We learned more about Cut Seven’s ethos and what this new location offers to gym-goers.
The writing is literally on the wall when I walk into Cut Seven’s bright Logan Circle studio: “The Hardest Shit We Do In Life Cannot Be Done Alone.” What have I gotten myself into?
Over the years, I’ve done everything from aerobics to Zumba, but I’m no athlete. I’ve stuck primarily to walking, yoga and the occasional dance party (with or without other people). Is there really a place for me in in a slick studio studded with kettlebells, TRX bands and – gulp – weighted sleds?
Let’s find out.
Cut Seven is a sports conditioning studio co-owned by husband-and-wife team Chris and Alex Perrin. After a few years gathering steam and fandom with pop-up classes around town, the corner studio in Logan Circle opened in January 2017. And soon, they’ll have a new, much bigger and more extensive sibling: the flagship Cut Seven studio opening in Clarendon shortly before Labor Day.
In addition to the classes and community Cut Seven athletes have come to know and love, the new location that tops at over 5,000 square feet will offer features like an infrared sauna, cold plunges and Normatec recovery sleeves.
Cut Seven classes take a team-based approach to high-intensity interval training (HIIT) with certified fitness professionals leading each class in a variety of moves like squats, TRX abs exercises and weighted lunges across the black Astroturf floor.
And if you’re looking for a treadmill, you won’t find one here.
“I can’t stand to run and I hate treadmills,” Alex told her personal trainer over a decade ago, challenging him to design creative effective workouts for her.
That trainer was Chris. At the time, he was working as an accountant by day and as a personal trainer by night (and very early mornings).
A former college football player, Chris had learned a lot from rehabbing himself after a knee injury and sometimes trained peers. And yet, he never aspired to own a business or be a trainer.
“I was good at accounting [and I thought] maybe I’ll just be in finance and make money,” he says. “I won’t be happy, but I’ll be making money.”
Even as he put more and more time and ingenuity into his personal training side hustle, he never thought he’d trade in his suit for sweats full-time.
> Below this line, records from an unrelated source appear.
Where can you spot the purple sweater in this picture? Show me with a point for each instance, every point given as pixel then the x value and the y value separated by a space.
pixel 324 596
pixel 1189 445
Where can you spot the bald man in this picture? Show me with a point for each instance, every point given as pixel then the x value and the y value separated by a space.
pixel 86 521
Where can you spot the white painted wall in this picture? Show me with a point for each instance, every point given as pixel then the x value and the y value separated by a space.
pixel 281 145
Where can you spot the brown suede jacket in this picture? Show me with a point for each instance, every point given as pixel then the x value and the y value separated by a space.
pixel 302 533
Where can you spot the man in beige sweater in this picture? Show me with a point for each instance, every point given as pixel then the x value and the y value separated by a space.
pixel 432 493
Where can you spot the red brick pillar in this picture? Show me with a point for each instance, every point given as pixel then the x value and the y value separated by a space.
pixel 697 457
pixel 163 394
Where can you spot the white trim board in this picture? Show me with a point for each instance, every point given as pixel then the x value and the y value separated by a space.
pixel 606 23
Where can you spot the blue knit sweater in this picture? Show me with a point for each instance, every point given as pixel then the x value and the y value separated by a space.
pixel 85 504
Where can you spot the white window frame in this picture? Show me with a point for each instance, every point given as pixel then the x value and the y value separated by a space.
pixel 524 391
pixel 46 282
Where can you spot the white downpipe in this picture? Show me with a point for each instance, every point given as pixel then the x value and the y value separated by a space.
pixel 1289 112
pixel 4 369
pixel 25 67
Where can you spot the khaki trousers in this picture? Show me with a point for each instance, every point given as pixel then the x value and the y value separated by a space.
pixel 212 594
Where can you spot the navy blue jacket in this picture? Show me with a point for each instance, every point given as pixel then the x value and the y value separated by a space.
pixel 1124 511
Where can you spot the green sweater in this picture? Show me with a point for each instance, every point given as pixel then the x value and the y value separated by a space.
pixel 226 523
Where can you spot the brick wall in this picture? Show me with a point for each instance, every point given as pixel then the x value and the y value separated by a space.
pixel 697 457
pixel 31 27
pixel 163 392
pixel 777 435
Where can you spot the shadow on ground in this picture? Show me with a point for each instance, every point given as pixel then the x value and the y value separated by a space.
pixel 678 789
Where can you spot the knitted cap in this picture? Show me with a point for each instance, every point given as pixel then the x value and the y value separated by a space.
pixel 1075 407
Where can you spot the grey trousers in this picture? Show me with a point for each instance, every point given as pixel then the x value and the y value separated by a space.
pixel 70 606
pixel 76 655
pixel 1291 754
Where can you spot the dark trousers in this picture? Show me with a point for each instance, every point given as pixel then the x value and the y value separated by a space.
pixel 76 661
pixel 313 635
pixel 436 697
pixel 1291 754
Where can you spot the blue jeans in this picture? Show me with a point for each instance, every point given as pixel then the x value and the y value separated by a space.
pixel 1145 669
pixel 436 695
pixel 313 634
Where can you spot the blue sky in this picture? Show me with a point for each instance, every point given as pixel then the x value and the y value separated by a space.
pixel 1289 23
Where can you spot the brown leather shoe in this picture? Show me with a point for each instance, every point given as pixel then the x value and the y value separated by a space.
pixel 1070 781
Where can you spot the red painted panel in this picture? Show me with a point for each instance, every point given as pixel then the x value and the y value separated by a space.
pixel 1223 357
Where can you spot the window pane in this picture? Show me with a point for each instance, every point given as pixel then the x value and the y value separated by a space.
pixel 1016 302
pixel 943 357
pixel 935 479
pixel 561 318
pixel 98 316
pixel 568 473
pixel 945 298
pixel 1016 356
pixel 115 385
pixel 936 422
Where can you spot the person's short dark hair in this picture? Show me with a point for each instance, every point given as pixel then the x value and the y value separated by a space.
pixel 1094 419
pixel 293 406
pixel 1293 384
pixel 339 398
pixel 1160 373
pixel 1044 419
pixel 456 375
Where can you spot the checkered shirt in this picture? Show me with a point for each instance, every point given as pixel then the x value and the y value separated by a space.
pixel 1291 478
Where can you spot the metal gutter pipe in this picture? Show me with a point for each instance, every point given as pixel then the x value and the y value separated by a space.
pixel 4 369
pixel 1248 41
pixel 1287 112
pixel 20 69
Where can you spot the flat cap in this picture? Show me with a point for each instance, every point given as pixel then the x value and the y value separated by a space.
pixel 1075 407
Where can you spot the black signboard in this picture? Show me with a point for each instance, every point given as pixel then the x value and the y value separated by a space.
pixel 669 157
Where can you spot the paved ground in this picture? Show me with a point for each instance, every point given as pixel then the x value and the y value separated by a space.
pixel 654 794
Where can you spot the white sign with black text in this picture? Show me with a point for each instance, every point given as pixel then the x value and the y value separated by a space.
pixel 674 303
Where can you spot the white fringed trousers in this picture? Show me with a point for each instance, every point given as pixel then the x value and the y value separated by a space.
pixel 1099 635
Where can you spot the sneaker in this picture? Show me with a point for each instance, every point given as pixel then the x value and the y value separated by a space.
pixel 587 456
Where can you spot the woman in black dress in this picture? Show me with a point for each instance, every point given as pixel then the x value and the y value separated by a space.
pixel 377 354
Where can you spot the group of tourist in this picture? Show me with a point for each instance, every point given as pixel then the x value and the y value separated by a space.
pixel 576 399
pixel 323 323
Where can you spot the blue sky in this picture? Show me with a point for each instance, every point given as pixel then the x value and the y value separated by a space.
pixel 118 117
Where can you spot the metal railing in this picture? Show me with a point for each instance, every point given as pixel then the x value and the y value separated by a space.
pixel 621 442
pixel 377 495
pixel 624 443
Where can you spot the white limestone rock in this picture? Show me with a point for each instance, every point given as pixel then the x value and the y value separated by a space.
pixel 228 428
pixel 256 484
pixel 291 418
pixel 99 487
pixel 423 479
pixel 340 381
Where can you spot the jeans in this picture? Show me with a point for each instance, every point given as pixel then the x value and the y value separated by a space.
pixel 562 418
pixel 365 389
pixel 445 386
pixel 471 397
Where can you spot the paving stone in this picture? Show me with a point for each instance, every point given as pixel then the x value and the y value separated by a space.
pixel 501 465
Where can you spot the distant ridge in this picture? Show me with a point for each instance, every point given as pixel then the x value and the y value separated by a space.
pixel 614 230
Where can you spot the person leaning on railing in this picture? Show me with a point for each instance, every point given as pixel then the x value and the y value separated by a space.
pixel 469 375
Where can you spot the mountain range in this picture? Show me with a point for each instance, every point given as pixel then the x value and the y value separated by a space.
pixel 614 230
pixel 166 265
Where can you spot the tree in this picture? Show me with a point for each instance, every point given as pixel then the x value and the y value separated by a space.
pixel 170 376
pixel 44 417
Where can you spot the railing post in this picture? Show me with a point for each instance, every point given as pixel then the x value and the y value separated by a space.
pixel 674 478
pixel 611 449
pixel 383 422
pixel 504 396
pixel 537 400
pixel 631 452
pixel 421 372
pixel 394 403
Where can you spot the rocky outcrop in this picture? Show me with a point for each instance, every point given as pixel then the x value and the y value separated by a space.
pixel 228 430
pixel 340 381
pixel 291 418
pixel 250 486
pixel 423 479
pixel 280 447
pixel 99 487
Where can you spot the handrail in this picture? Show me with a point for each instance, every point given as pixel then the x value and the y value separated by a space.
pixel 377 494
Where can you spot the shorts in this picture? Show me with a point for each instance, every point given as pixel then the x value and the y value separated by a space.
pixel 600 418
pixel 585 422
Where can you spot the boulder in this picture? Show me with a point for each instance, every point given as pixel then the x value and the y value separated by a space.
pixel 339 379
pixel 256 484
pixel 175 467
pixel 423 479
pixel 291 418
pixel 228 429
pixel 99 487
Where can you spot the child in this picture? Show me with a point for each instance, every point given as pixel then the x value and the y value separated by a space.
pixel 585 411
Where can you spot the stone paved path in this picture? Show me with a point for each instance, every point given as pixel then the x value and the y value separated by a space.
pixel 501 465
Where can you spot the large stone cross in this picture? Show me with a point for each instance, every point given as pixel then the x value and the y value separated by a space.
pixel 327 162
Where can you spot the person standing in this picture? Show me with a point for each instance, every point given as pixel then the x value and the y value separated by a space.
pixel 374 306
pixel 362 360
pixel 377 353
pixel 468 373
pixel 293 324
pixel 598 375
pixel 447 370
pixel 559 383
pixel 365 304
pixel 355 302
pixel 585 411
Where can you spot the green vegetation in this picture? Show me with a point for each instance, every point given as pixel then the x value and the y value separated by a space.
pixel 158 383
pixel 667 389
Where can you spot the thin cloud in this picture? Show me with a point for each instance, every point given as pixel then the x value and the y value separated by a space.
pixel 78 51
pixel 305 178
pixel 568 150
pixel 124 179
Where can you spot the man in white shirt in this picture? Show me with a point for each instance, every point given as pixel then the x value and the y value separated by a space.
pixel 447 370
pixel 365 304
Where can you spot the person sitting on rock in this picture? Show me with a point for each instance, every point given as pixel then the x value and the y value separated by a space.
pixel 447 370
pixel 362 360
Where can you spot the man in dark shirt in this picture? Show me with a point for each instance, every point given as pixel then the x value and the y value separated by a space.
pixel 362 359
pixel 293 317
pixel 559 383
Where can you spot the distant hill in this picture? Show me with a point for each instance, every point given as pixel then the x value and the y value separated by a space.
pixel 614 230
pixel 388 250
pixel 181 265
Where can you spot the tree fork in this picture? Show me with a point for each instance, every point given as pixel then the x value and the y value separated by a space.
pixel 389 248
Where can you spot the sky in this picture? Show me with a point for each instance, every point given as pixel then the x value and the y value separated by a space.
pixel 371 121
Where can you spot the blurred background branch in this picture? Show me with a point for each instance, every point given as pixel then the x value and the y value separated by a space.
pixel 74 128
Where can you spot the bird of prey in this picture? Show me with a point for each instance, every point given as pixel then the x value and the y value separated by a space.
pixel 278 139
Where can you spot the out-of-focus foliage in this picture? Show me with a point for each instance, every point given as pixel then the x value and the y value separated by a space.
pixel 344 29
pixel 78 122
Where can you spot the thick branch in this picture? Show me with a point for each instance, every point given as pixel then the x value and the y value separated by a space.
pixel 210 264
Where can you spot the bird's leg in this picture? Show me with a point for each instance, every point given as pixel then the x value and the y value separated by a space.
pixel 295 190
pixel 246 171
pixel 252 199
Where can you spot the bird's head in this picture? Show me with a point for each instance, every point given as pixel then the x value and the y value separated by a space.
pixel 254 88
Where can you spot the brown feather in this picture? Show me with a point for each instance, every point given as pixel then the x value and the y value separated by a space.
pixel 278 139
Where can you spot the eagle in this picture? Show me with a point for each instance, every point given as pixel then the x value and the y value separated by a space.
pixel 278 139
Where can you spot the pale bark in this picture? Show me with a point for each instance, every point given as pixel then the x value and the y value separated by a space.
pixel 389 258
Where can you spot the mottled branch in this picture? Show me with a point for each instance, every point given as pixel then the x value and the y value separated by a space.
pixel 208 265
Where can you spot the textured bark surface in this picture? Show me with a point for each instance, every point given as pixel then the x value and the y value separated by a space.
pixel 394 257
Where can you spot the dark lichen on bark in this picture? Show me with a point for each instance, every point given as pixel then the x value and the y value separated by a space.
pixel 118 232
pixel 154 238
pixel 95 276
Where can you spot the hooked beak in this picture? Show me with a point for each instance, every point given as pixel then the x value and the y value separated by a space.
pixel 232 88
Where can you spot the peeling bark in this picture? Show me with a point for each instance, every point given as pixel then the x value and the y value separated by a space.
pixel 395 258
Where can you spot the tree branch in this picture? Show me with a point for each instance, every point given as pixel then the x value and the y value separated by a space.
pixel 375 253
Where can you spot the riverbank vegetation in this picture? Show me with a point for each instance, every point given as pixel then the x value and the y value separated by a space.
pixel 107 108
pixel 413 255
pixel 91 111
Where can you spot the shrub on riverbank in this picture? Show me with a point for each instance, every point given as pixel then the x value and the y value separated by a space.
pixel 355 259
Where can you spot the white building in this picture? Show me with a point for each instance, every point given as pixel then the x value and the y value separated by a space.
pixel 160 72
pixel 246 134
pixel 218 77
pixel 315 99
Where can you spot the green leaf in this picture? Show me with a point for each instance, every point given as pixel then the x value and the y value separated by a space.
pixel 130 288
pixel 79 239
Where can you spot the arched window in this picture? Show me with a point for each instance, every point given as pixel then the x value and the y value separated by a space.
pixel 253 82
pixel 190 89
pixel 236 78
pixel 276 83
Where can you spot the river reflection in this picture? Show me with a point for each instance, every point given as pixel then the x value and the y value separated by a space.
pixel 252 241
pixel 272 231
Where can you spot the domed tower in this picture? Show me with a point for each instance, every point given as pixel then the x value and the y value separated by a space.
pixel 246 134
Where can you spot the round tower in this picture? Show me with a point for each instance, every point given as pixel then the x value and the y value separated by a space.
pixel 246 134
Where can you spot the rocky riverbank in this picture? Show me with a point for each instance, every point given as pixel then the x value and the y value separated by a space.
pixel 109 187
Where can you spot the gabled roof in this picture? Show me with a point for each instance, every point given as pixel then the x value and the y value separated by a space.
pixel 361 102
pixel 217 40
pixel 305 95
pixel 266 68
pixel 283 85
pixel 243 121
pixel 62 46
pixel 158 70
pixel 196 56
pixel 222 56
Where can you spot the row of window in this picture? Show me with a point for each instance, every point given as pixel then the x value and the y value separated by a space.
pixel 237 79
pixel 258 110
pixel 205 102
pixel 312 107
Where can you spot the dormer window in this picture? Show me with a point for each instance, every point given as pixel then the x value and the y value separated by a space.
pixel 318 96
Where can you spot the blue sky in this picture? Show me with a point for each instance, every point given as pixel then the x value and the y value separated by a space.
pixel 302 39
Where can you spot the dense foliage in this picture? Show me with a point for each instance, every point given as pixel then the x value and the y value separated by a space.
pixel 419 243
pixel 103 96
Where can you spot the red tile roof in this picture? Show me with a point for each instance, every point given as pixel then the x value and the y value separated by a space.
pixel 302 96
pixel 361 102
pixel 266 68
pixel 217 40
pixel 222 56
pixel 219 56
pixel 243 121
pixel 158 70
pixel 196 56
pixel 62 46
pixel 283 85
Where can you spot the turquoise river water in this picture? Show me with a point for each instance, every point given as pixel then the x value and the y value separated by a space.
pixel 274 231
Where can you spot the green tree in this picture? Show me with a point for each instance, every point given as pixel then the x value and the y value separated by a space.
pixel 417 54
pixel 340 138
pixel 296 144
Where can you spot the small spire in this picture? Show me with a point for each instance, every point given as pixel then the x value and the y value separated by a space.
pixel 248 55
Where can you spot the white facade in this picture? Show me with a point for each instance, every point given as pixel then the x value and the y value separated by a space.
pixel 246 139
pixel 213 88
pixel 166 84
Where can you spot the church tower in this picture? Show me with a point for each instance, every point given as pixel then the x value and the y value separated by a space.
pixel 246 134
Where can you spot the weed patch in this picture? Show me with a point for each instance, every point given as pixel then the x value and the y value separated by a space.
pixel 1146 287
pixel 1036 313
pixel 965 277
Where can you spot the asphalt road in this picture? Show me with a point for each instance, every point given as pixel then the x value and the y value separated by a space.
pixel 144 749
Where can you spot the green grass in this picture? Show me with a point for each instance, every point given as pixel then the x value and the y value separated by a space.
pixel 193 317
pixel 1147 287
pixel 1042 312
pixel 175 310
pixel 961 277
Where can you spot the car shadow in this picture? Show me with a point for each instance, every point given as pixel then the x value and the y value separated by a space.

But with Alex, he had found more than a client happy with the results of their training. After their trainer/client relationship ended, two new relationships blossomed: business and romance, all at once.
Alex also knew she’d found someone special – as was his approach to training and exercise.
“He created an incredible program that took sports conditioning elements of his football years,” she says. “It’s fun to go over hurdles and do battle ropes. It’s fun to do these unique things from sports that I had honestly never done.”
Chris’ distinct approach to fitness training balances working each of the body’s seven (hence the studio name) muscle groups efficiently with proper rest and recovery – making something typically achieved with a personal trainer available in a group workout experience. Alex’s talent for articulating visions and setting goals complemented Chris’ concept perfectly.
“It never would have been this without Alex shining a light,” Chris says. “She showed me the potential of what this could be.”
A couple years after their 2014 wedding, their goal of opening their first brick-and-mortar studio was within reach. Financing came from an SBA loan, emptying their savings and maxing out every credit card. Alex even considered selling her wedding ring.
Ultimately, 2017 was a banner year for the Perrins professionally and personally: the studio opened in January, and only six months later, they became parents (a second little one – baby, that is – joined their family a year and a half ago).
When devotees of Cut Seven’s early pop-up-only classes learned the couple was expecting more than the new studio, they rallied around them, offering gifts and babysitting. The hardest things we do in life cannot be done alone.
My first class kicks off with Cut Seven’s signature two claps, a brief moment where everyone comes together in camaraderie and gets psyched up as a group for the demanding hour ahead.
My favorite station turns out to be those intimidating weighted sleds. Pushing one across the Astroturf feels like something out of a “Rocky” training montage. It’s completely new to me and I wonder if this thing is over 100 pounds – I can’t read the numbers through the sweat dripping into my eyes. The instructor jogs over to me.
“Nice job,” he says. “That sled weighs almost 200 pounds.”
I’m genuinely stunned that my ability exceeds what I thought I was capable of, but that’s part of the Cut Seven ethos.
“What you do in our workout room completely impacts how you treat yourself and how you act outside of that room,” Chris says. “If you have more confidence walking out of the room, you’re going to have more confidence on the sidewalk.”
With the new Clarendon studio opening in September, Chris and Alex continue to lead Cut Seven in achieving the hardest things we do in life not alone, but in community – two claps and one challenging workout together at a time.